Именно Аристей впервые фиксирует характерное для кочевого мира миграционное движение этносов на запад: аримаспы постоянно вытесняют исседонов, исседоны – скифов. Из этого следует, что аримаспы, живущие во времена Аристея и Геродота западнее гор Алтая-Рипеев (Дамаст), ранее могли жить к востоку от них. Сами аримаспы описаны и как богатые воинственные скотоводы, и как мифические персонажи, ведущие вечную борьбу за священное золото с грифонами и имеющие «глаз на прекрасном челе». В буквальном переводе текста Аристея это «глаз на прекрасном междуглазии», что не исключает наличия двух других обычных глаз, однако более поздние авторы уже трактуют аримаспов как «одноглазых».

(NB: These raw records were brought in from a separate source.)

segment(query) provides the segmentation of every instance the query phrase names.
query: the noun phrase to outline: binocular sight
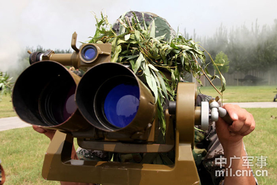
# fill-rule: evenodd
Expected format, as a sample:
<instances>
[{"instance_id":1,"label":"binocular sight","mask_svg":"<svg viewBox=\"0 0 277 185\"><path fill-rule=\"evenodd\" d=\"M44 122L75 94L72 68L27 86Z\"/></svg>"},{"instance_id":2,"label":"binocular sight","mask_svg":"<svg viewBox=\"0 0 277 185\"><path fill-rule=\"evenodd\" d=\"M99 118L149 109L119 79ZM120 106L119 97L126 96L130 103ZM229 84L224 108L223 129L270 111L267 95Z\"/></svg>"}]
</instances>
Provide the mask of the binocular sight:
<instances>
[{"instance_id":1,"label":"binocular sight","mask_svg":"<svg viewBox=\"0 0 277 185\"><path fill-rule=\"evenodd\" d=\"M110 62L111 44L84 44L79 49L76 39L75 33L73 53L31 53L31 65L14 88L13 103L21 119L58 130L45 154L43 177L104 184L152 185L169 179L199 184L192 153L194 127L207 128L210 116L209 103L195 106L195 84L179 83L176 102L158 112L150 88L127 67ZM86 73L81 78L65 66ZM218 118L217 103L211 103L211 115ZM158 113L165 118L164 135ZM175 156L170 165L151 164L149 159L141 163L74 160L73 138L87 149L144 153L151 159L174 151Z\"/></svg>"}]
</instances>

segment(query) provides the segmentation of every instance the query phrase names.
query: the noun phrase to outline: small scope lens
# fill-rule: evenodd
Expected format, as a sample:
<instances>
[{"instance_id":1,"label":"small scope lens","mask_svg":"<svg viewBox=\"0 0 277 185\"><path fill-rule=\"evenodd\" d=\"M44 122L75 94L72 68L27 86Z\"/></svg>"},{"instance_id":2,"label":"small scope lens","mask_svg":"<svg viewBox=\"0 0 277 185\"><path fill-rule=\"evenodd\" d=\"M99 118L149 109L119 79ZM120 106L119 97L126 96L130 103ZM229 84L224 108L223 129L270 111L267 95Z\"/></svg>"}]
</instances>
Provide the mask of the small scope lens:
<instances>
[{"instance_id":1,"label":"small scope lens","mask_svg":"<svg viewBox=\"0 0 277 185\"><path fill-rule=\"evenodd\" d=\"M121 84L108 93L104 103L104 111L111 124L122 128L132 121L139 104L138 87Z\"/></svg>"},{"instance_id":2,"label":"small scope lens","mask_svg":"<svg viewBox=\"0 0 277 185\"><path fill-rule=\"evenodd\" d=\"M84 56L86 59L92 60L95 57L96 53L96 52L94 48L88 48L84 52Z\"/></svg>"}]
</instances>

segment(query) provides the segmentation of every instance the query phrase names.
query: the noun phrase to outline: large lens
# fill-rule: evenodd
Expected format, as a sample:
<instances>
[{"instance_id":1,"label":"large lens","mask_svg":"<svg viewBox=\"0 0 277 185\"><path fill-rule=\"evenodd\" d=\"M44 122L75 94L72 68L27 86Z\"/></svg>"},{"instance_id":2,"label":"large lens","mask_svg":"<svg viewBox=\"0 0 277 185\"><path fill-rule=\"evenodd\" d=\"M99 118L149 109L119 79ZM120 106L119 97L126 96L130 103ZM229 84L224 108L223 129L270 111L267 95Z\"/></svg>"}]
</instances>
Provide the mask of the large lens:
<instances>
[{"instance_id":1,"label":"large lens","mask_svg":"<svg viewBox=\"0 0 277 185\"><path fill-rule=\"evenodd\" d=\"M95 57L96 52L93 48L87 48L84 52L84 56L86 59L91 60Z\"/></svg>"},{"instance_id":2,"label":"large lens","mask_svg":"<svg viewBox=\"0 0 277 185\"><path fill-rule=\"evenodd\" d=\"M107 119L113 126L124 128L134 118L140 104L137 86L121 84L107 95L104 111Z\"/></svg>"},{"instance_id":3,"label":"large lens","mask_svg":"<svg viewBox=\"0 0 277 185\"><path fill-rule=\"evenodd\" d=\"M66 83L50 83L41 94L40 114L49 125L65 121L77 109L74 100L76 86L64 84Z\"/></svg>"}]
</instances>

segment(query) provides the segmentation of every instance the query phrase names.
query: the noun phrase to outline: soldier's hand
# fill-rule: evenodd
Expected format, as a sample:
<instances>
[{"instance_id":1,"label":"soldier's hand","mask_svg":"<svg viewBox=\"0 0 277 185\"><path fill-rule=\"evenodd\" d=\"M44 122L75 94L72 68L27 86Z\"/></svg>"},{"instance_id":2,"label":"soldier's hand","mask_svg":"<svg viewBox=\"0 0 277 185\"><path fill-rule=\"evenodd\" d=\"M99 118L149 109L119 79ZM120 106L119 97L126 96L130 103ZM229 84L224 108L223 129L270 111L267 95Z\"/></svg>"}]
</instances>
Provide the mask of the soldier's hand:
<instances>
[{"instance_id":1,"label":"soldier's hand","mask_svg":"<svg viewBox=\"0 0 277 185\"><path fill-rule=\"evenodd\" d=\"M255 127L255 120L251 113L237 105L227 104L223 106L226 109L233 124L227 124L219 117L216 122L216 130L222 146L228 147L241 142L244 136L251 133Z\"/></svg>"},{"instance_id":2,"label":"soldier's hand","mask_svg":"<svg viewBox=\"0 0 277 185\"><path fill-rule=\"evenodd\" d=\"M44 129L42 127L34 125L33 126L33 129L40 134L44 134L44 135L48 137L51 141L52 141L52 139L53 139L56 132L56 131L54 130Z\"/></svg>"}]
</instances>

Эсхил, писавший ранее Геродота, в трагедии «Прикованный Прометей» отправляет рогатую деву Ио по пути гиперборейских дев, но в обратном направлении – от Боспора Киммерийского к аримаспам и грифонам. Гипербореев он не упоминает. Геродот и ряд других авторов называют народ, посылающий дев, мужей и дары, гипербореями. Однако начиная с младшего современника Геродота Антимаха (вторая половина V в. до н. э.) наблюдается смешение гипербореев с аримаспами: согласно Антимаху, «гипербореи – это аримаспы» (Antim. 141 Matthews); по Каллимаху (310–235 гг. до н. э.), автору второго по времени (после Геродота) сохранившегося свидетельства о посольстве дев, они прибывают на Делос «от белокурых аримаспов» (Callim. Hymn. in Del. 291); Ференик же сообщает, что гипербореи «поселились за Бореем, [попросив] землю у царя Аримаспа» (Schol. Pind. Ol. III, 28; см. Bolton 1962: 22–23).

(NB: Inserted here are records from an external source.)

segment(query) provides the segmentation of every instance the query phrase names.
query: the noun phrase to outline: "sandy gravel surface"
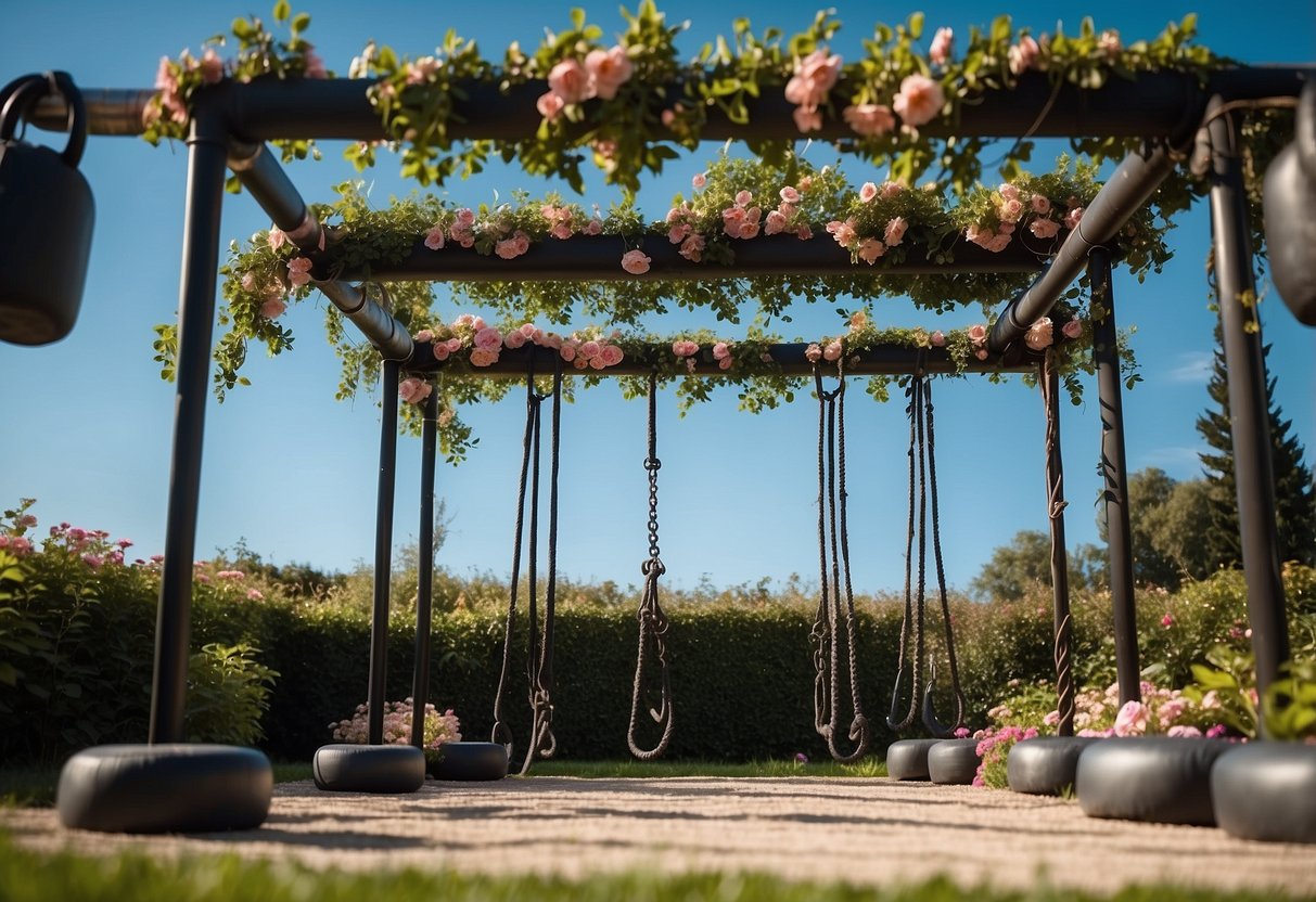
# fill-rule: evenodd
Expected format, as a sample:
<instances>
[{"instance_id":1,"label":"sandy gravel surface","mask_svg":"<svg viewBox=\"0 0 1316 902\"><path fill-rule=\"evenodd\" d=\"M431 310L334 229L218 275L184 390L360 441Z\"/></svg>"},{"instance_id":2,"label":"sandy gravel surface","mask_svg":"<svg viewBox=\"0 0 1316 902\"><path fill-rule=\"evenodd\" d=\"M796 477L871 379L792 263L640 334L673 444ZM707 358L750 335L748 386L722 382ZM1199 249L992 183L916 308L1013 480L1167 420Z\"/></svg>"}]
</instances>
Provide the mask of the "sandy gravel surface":
<instances>
[{"instance_id":1,"label":"sandy gravel surface","mask_svg":"<svg viewBox=\"0 0 1316 902\"><path fill-rule=\"evenodd\" d=\"M29 848L158 856L236 852L317 869L416 866L578 877L628 869L757 870L788 880L1113 891L1129 884L1316 894L1316 847L1220 830L1099 820L1075 802L891 780L687 777L426 781L411 795L280 784L261 830L122 836L63 830L53 810L0 811Z\"/></svg>"}]
</instances>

Рисунок 17. Сакральные пути Северной Евразии в III–I тыс. до н. э. Д – о. Делос; ХМК – Хакасско-Минусинские котловины; Э – Экзампей; Б – г. Белуха; Т – горный массив Таван-Богдо-Улла. I – пути, ведущие в Экзампей; II – путь к аргипеям; III – путь дев и даров; IV – путь Аристея; V – путь распространения сейминско-турбинской культурной традиции


В итоге создается устойчивая связка образов: священные девы и сопровождающие их мужи, направляющиеся с древности и до VII в. до н. э. от священных гипербореев и аримаспов с «глазом на прекрасном челе», живущих или живших за Алтаем-Рипеями, к деве Артемиде; рогатая дева Ио; плешивые аргиппеи, подобные гипербореям. При всей кажущейся фантастичности этого комплекса образов он находит поразительное соответствие в фиксируемой историей и археологией реальности. Именно за Алтаем, в Хакасско-Минусинских котловинах на Енисее, образующих взаимосвязанную, замкнутую и своеобразную природную систему, давно обнаружены высокие (до 4,7 м) каменные стелы, изображающие в большинстве своем сакрализованных дев (изредка – мужей), безволосых и зачастую рогатых, характернейшим признаком которых является третий глаз, расположенный в середине чела (рис. 18).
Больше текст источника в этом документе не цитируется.